La leishmaniosi canina es una enfermedad parasitària de los perros que a la Península está causada por el protozoo Leishmania infantum. Dado que el vector de la enfermedad es el mosquito Phlebotomus perniciosus, las zonas donde es más prevaleciendo está en zonas geográficas cálidas, como los países mediterráneos, entes los cuales es endémica a la mayoría de lugares.
Hay un cierto porcentaje de perros que no sueño capaces de eliminar la enfermedad al no realizar la respuesta inmunológica adecuada. Estos perros son los que desarrollan esta complicada enfermedad.
El diagnóstico de la leishmaniosi canina se realiza mediante una exploración física detallada, junto con pruebas complementarias como analíticas de sangre que incluyan bioquímicas, hemogramas y proteinogrames, tests rápidos de detección de anticuerpos, PCR, o citologías de ganglios o médula ósea.
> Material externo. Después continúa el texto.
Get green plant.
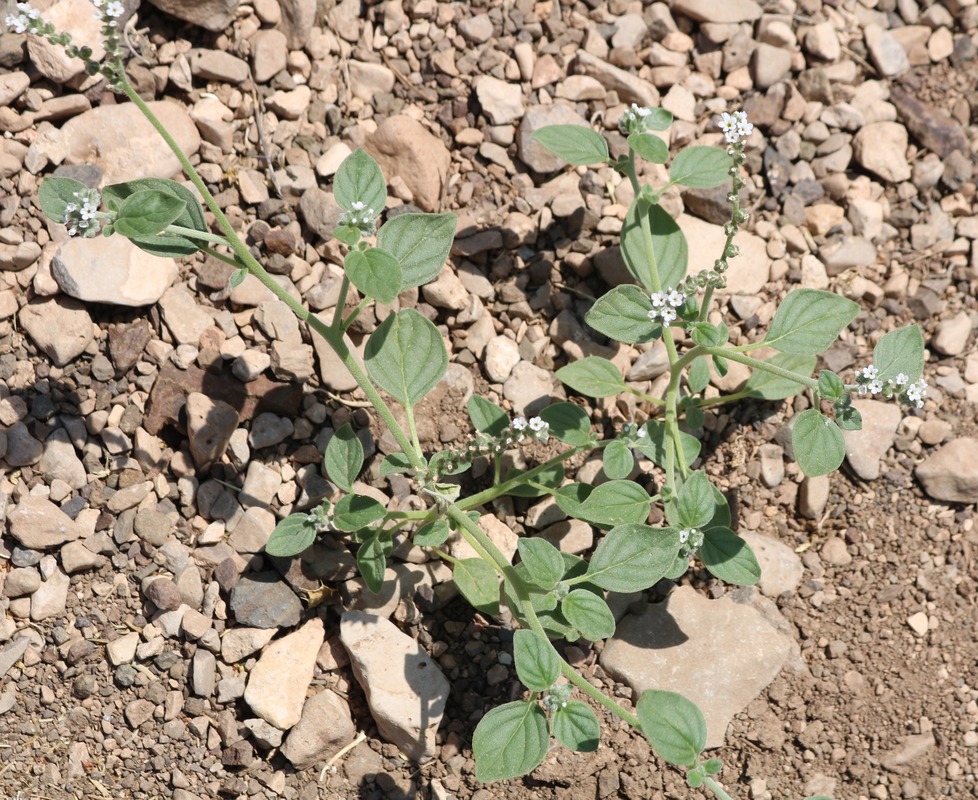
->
[17,3,926,798]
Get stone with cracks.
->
[601,586,791,748]
[244,617,326,730]
[340,611,450,761]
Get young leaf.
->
[364,309,448,406]
[557,356,625,397]
[741,353,818,400]
[533,125,609,167]
[873,325,924,384]
[764,289,859,356]
[698,528,761,586]
[540,403,591,447]
[621,197,689,292]
[472,700,550,783]
[516,538,564,592]
[587,524,679,592]
[377,214,457,292]
[791,408,846,478]
[453,558,499,617]
[676,471,716,528]
[265,513,317,556]
[669,147,733,189]
[635,689,706,767]
[357,534,387,594]
[550,700,601,753]
[601,440,635,481]
[323,422,363,492]
[333,148,387,215]
[584,283,662,344]
[628,133,669,164]
[513,630,560,692]
[343,247,401,303]
[560,589,615,642]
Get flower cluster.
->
[62,189,101,239]
[856,364,927,408]
[717,111,754,144]
[649,289,686,325]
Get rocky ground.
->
[0,0,978,800]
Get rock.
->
[62,100,200,184]
[930,311,971,356]
[186,392,239,474]
[364,114,451,211]
[914,436,978,503]
[842,400,903,481]
[282,689,356,769]
[601,586,791,748]
[852,122,911,183]
[239,620,325,730]
[340,611,450,761]
[230,572,302,628]
[8,496,85,550]
[18,296,95,367]
[741,531,804,597]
Es importante remarcar que el animal tiene que mostrar signos clínicos de la enfermedad para ser diagnosticado correctamente de leishmaniosi. Un positivo en un test rápido en un animal sano sin signos clínicos, sólo indica que tiene anticuerpos contra la leishmània, no que está enfermo.
Existen muchos productos repelentes de mosquitos y en diferentes formatos: collars, pipetas spot-donde, etc. Que ayudan a disminuir la probabilidad de que un perro sea infectado con Leishmània. También existe en el mercado una vacuna contra la leishmaniosi.